Bebek ölümleri, Türkiye’de sağlık sistemiyle ilgili tartışmalara yol açıyor
>> четвъртък, 9 октомври 2008 г.
06/10/2008
İzmir’de bir devlet hastanesinde 24 saat içinde 13 bebeğin ölmesi üzerine savcılık inceleme başlattı. Geçtiğimiz ay ise Ankara’daki bir diğer hastanede 27 bebek ölmüştü.
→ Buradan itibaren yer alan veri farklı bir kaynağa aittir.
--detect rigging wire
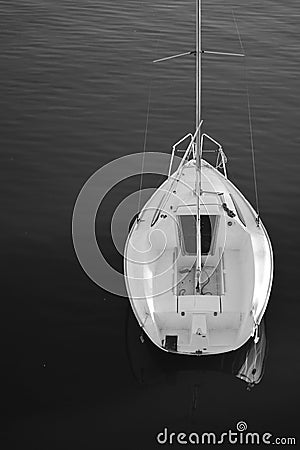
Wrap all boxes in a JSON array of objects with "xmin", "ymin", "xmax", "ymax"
[
  {"xmin": 232, "ymin": 11, "xmax": 260, "ymax": 225},
  {"xmin": 137, "ymin": 37, "xmax": 161, "ymax": 220},
  {"xmin": 137, "ymin": 77, "xmax": 153, "ymax": 219}
]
Sağlık bakanlığı, hastane enfeksiyonlarının gelişmiş ülkelerde bile görüldüğünü söylese de, tabipler birliği, bebek ölümlerinin sorumlusu olarak giderek bozulan sağlık sistemini işaret ediyor.
Ayhan Şimşek, Southeast European Times için yazdı -- 06/10/08
Türkiye’de son üç ay içinde 50’den fazla bebek ölümü gerçekleşti. [AFP] |
Türk hükümeti, geçtiğimiz ay İzmir’de bir devlet hastanesinde 24 saat içinde 13 bebeğin ölmesi üzerine bir inceleme başlattı. İzmir’de yaşanan olay, Ankara’daki Zekai Tahir Burak Hastanesinde – çoğu enfeksiyon sebebiyle olmak üzere – 27 bebeğin öldüğü bir diğer sağlık skandalından sadece birkaç hafta sonra gerçekleşti.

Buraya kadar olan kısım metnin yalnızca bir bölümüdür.